Maybe the string column as entity column are the problem and it could be solved using a categorical type for the joins.

Aug 03 '22 12:08 seb2704

Hey!

Do you remember what version of Feast was faster with this setup? Keep in mind also that we don't really recommend using Feast in local mode and that was designed more as a way to learn Feast.

It's a bit hard for us to reproduce this, but if you could help try to troubleshoot this that would be great! (eg do some quick profiling to see what is taking so long)

Aug 03 '22 12:08 adchia

in version 0.18 everything worked fine. Is there the possibility of attaching a file to a comment? If so I would love to atach the cprofile output

Aug 03 '22 22:08 seb2704

one thing is maybe worthy to mention in the version 0.18 it was fine if the entity key column was a string of the type object, this didn't worked anymore on the current version

Aug 03 '22 22:08 seb2704

Yeah I think you can attach a file. That would be very helpful!

Aug 05 '22 20:08 adchia

same experience when using BigQuery as the offline store. I think the generated SQL scripts seem not well-optimized

Sep 21 '22 10:09 sudohainguyen

This issue has been automatically marked as stale because it has not had recent activity. It will be closed if no further activity occurs. Thank you for your contributions.

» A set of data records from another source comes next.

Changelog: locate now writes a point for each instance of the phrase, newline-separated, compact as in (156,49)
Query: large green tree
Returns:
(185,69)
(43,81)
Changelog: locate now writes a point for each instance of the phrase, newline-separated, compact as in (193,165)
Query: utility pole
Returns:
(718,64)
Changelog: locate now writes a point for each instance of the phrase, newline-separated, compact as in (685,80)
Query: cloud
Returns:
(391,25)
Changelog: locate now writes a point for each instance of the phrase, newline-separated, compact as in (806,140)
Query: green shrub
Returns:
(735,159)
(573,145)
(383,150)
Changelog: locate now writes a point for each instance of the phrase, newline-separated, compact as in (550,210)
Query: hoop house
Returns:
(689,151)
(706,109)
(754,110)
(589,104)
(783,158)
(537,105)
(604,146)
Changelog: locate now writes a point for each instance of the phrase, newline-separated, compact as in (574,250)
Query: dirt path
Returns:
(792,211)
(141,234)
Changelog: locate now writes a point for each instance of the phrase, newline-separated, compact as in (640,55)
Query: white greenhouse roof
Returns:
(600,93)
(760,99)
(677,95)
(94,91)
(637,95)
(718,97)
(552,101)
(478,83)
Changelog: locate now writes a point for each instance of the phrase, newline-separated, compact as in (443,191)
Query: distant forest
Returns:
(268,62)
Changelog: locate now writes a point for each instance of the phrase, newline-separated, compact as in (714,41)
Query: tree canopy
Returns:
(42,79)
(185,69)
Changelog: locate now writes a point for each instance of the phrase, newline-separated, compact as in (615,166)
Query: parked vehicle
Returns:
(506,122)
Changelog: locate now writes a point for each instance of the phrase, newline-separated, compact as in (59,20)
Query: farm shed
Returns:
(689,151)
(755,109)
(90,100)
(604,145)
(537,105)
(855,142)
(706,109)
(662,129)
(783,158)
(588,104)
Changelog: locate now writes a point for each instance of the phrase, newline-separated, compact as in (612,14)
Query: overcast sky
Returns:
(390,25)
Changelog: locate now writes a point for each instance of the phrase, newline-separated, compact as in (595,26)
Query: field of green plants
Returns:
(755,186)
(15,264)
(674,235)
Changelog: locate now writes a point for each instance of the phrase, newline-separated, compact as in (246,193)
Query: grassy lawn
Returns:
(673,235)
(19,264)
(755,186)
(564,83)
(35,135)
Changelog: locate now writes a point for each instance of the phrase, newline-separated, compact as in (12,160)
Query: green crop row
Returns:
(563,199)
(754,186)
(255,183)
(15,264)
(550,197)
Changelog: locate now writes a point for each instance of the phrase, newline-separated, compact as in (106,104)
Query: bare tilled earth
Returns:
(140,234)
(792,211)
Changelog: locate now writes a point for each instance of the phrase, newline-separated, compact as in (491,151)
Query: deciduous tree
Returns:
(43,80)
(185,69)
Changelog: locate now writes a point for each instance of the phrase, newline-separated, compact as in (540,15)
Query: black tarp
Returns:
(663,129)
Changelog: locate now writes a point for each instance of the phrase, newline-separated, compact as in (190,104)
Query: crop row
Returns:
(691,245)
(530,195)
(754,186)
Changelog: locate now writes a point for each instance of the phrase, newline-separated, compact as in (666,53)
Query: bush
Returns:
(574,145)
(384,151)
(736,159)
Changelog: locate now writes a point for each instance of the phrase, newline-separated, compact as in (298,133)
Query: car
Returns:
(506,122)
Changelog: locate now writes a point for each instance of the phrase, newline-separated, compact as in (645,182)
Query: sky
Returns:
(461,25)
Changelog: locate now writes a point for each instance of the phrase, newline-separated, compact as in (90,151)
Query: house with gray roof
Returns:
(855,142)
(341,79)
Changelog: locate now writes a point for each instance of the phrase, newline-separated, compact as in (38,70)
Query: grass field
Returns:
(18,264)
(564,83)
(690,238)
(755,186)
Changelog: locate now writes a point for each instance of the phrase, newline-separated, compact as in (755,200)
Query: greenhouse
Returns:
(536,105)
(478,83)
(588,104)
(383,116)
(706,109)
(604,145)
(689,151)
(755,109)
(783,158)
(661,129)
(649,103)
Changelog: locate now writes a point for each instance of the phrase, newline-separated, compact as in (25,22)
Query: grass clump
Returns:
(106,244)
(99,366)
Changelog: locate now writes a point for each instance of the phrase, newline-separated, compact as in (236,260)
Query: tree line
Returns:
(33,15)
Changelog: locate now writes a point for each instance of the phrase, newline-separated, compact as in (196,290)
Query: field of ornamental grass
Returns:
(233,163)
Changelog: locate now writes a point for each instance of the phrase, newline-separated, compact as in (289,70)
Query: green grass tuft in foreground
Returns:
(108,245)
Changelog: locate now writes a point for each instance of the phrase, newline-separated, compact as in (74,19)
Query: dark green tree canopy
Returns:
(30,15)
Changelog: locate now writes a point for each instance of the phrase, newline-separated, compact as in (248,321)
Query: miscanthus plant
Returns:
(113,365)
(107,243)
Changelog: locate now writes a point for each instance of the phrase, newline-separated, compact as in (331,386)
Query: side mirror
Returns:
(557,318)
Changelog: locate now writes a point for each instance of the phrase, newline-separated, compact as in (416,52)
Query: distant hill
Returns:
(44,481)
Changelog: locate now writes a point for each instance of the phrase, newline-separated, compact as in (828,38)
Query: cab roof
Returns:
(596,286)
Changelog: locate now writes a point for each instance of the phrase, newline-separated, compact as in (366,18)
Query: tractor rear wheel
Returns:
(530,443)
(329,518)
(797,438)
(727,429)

Mar 18 '23 10:03 stale[bot]

I am having the same issue with a Postgres data source, string entity column and a table with roughly 10000 entries. The first time is super fast. Roughly 0.8 seconds. After that, performance breaks down and the query takes 30 seconds.

Specifications

Version: 0.30.2 Database: PostgreSQL 15.1 (Debian 15.1-1.pgdg110+1) on x86_64-pc-linux-gnu (Dockerfile run on MacOS) id column type: VARCHAR number of feature: 26 number of rows: 10000 - 30000

Apr 23 '23 20:04 mathiaspet

This issue has been automatically marked as stale because it has not had recent activity. It will be closed if no further activity occurs. Thank you for your contributions.

Sep 17 '23 14:09 stale[bot]